Such systems are capable of creating a digital secure “perimeter” for analyzing all outgoing or incoming information. The information controlled by this system is Internet traffic and numerous information flows: documents taken outside the protected “perimeter” on external media, printed on a printer, sent to mobile devices via Bluetooth. Since sending and exchanging various types of information is an inevitable necessity these days, the importance of such protection is obvious. The more digital and internet technologies are used, the more security guarantees are needed on a daily basis, especially in corporate environments.

How it works?

Since the DLP system must counteract leaks of corporate confidential information, it, of course, has built-in mechanisms for diagnosing the degree of confidentiality of any document found in intercepted traffic. In this case, there are two common ways to recognize the degree of confidentiality of files: by checking special markers and by analyzing the content.

Currently, the second option is relevant. It is more resistant to modifications that may be made to the file before it is sent, and also makes it possible to easily expand the number of confidential documents that the system can work with.

Secondary DLP Tasks

In addition to its main function, which is related to preventing information leakage, DLP systems are also suitable for solving many other tasks aimed at monitoring the actions of personnel. Most often, DLP systems solve a number of the following problems:

  • full control over the use of working time, as well as working resources by the organization’s personnel;
  • monitoring employee communications to detect their potential to cause harm to the organization;
  • control over the actions of employees in terms of legality (prevention of the production of counterfeit documents);
  • identifying employees who send out resumes to quickly find personnel for a vacant position.

Classification and comparison of DLP systems

All existing DLP systems can be divided according to certain characteristics into several main subtypes, each of which will stand out and have its own advantages over the others.

If it is possible to block information that is recognized as confidential, there are systems with active or passive constant monitoring of user actions. The first systems are able to block transmitted information, unlike the second. They are also much better able to deal with accidental information passing to the side, but at the same time they can stop the company’s current business processes, which is not their best quality in comparison with the latter.

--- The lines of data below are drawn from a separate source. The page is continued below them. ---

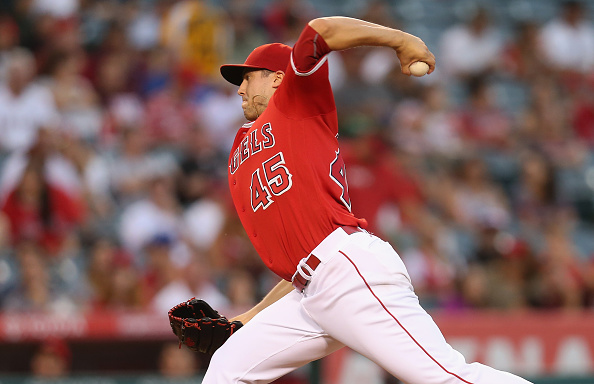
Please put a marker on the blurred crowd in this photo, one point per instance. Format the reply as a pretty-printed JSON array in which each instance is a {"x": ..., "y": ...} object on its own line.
[{"x": 115, "y": 129}]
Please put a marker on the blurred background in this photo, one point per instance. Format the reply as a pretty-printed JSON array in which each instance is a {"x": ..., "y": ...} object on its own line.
[{"x": 115, "y": 128}]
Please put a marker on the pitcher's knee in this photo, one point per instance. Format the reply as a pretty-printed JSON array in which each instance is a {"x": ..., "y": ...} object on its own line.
[{"x": 221, "y": 370}]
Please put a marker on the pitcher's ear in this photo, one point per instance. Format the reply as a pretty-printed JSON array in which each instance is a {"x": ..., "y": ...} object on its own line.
[{"x": 278, "y": 78}]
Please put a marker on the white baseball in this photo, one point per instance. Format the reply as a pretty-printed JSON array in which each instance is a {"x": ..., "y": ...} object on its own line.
[{"x": 419, "y": 68}]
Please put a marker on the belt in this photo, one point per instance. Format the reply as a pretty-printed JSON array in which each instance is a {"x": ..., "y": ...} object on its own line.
[{"x": 308, "y": 265}]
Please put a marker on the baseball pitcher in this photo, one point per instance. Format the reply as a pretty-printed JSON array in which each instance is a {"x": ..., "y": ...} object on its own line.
[{"x": 341, "y": 285}]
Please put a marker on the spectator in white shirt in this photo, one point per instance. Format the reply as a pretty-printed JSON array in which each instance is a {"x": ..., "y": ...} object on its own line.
[
  {"x": 25, "y": 107},
  {"x": 568, "y": 40},
  {"x": 470, "y": 49}
]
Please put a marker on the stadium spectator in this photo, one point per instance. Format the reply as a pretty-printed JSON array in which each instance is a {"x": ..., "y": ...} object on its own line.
[
  {"x": 42, "y": 211},
  {"x": 471, "y": 49},
  {"x": 25, "y": 105},
  {"x": 568, "y": 39}
]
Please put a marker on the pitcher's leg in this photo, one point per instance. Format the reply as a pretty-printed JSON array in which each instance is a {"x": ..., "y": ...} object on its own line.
[
  {"x": 275, "y": 342},
  {"x": 380, "y": 317}
]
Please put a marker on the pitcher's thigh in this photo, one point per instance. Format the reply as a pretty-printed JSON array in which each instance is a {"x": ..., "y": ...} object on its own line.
[
  {"x": 386, "y": 323},
  {"x": 277, "y": 341}
]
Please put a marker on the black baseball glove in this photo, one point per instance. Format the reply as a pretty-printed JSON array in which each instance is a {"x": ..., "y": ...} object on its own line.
[{"x": 197, "y": 325}]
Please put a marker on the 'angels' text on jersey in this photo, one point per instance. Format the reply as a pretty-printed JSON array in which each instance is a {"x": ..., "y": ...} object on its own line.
[{"x": 252, "y": 144}]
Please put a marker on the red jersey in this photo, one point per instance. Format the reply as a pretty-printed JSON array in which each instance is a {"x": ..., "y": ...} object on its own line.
[{"x": 286, "y": 174}]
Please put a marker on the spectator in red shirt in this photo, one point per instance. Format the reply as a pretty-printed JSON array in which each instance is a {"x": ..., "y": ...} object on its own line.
[{"x": 42, "y": 212}]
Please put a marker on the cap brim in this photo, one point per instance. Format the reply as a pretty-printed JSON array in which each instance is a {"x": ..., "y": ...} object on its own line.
[{"x": 233, "y": 73}]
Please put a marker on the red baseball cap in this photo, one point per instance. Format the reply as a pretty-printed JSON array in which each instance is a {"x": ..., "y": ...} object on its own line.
[{"x": 274, "y": 57}]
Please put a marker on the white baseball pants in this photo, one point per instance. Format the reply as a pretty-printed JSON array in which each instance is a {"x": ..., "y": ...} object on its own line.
[{"x": 360, "y": 296}]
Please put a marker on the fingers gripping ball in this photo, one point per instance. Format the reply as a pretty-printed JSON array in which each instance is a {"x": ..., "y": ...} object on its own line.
[
  {"x": 197, "y": 325},
  {"x": 418, "y": 68}
]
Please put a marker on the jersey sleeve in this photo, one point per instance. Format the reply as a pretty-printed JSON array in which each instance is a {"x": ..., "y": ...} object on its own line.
[{"x": 306, "y": 90}]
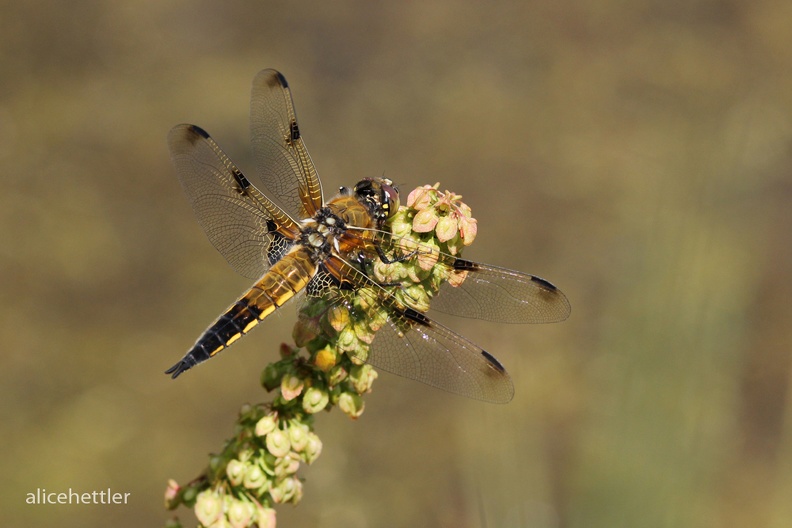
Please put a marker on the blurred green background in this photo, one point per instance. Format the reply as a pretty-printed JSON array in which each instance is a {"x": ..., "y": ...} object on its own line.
[{"x": 637, "y": 154}]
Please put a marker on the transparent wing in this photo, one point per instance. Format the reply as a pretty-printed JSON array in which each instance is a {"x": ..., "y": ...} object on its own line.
[
  {"x": 488, "y": 292},
  {"x": 502, "y": 295},
  {"x": 411, "y": 345},
  {"x": 283, "y": 163},
  {"x": 248, "y": 229}
]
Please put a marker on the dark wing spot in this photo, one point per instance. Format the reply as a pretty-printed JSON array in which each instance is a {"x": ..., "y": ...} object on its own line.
[
  {"x": 544, "y": 283},
  {"x": 416, "y": 317},
  {"x": 278, "y": 78},
  {"x": 195, "y": 133},
  {"x": 494, "y": 363},
  {"x": 465, "y": 265},
  {"x": 242, "y": 181}
]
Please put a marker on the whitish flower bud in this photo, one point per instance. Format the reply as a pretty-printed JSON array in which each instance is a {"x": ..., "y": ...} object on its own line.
[
  {"x": 291, "y": 386},
  {"x": 208, "y": 507},
  {"x": 287, "y": 466},
  {"x": 278, "y": 443},
  {"x": 235, "y": 471},
  {"x": 298, "y": 435},
  {"x": 362, "y": 378},
  {"x": 285, "y": 490},
  {"x": 265, "y": 517},
  {"x": 266, "y": 425},
  {"x": 172, "y": 494},
  {"x": 255, "y": 478},
  {"x": 240, "y": 514},
  {"x": 315, "y": 400},
  {"x": 351, "y": 404},
  {"x": 446, "y": 228},
  {"x": 313, "y": 448}
]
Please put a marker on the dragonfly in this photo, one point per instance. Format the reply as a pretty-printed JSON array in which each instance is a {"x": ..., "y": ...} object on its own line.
[{"x": 282, "y": 233}]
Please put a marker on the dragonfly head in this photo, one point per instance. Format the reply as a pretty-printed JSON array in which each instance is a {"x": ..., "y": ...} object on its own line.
[{"x": 379, "y": 195}]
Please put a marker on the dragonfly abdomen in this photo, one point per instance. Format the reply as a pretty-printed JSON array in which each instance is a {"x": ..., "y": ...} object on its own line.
[{"x": 283, "y": 281}]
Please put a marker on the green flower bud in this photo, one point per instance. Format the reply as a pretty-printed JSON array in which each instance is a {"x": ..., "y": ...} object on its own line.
[
  {"x": 278, "y": 443},
  {"x": 173, "y": 523},
  {"x": 271, "y": 376},
  {"x": 425, "y": 220},
  {"x": 255, "y": 478},
  {"x": 287, "y": 466},
  {"x": 240, "y": 514},
  {"x": 315, "y": 400},
  {"x": 346, "y": 340},
  {"x": 235, "y": 471},
  {"x": 325, "y": 359},
  {"x": 266, "y": 425},
  {"x": 208, "y": 507},
  {"x": 351, "y": 404},
  {"x": 337, "y": 375}
]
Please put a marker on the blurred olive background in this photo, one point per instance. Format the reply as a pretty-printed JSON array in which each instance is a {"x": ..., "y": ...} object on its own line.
[{"x": 637, "y": 154}]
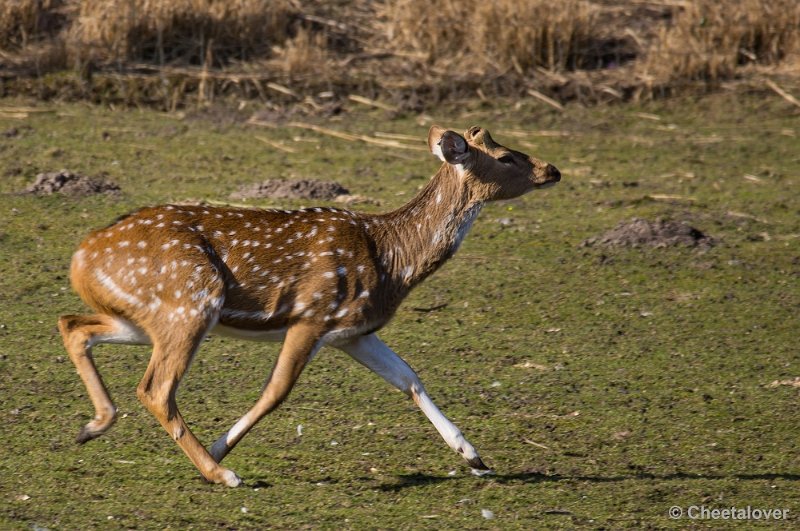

Another classification of DLP systems can be made based on their network architecture. Gateway DLPs operate on intermediate servers. In contrast, hosts use agents that work specifically on employee workstations. At the moment, a more relevant option is the simultaneous use of host and gateway components, but the former have certain advantages.

Global modern DLP market

At the moment, the main places in the global DLP systems market are occupied by companies widely known in this field. These include Symantec, TrendMicro, McAffee, WebSense.

Symantec

Symantec maintains its leading position in the DLP market, although this fact is surprising since many other companies could replace it. The solution still consists of modular components that allow it to provide the latest capabilities designed to integrate DLP systems with the best technologies. The technology roadmap for this year was compiled using information from our clients and is today the most progressive available on the market. However, this is far from the best choice of a DLP system.

Strengths:

  • significant improvements to Content-Aware DLP technology for portable devices;
  • Improved content retrieval capabilities to support a more comprehensive approach;
  • improving the integration of DLP capabilities with other Symantec products (the most striking example is Data Insight).

What you need to pay attention to (important disadvantages in the work that are worth thinking about):

  • despite the fact that Symantec’s technology roadmap is considered progressive, its implementation often occurs with hitches;
  • Even though the management console is fully functional, it is not as competitive as Symantec claims;
  • Often clients of this system complain about the response time of the support service;
  • the price of this solution is still significantly higher than that of competitors' designs, which over time may take a leading position thanks to small changes in this system.

Websense

Over the past few years, developers have been regularly improving Websense's DLP offering. It can safely be considered a fully functional solution. Websense has provided the modern user with advanced capabilities.

Winning sides:

  • Websense's proposal is to use a full-featured DLP solution that supports endpoints and data discovery.
  • Using the drip DLP function, it is possible to detect gradual information leaks that last quite a long time.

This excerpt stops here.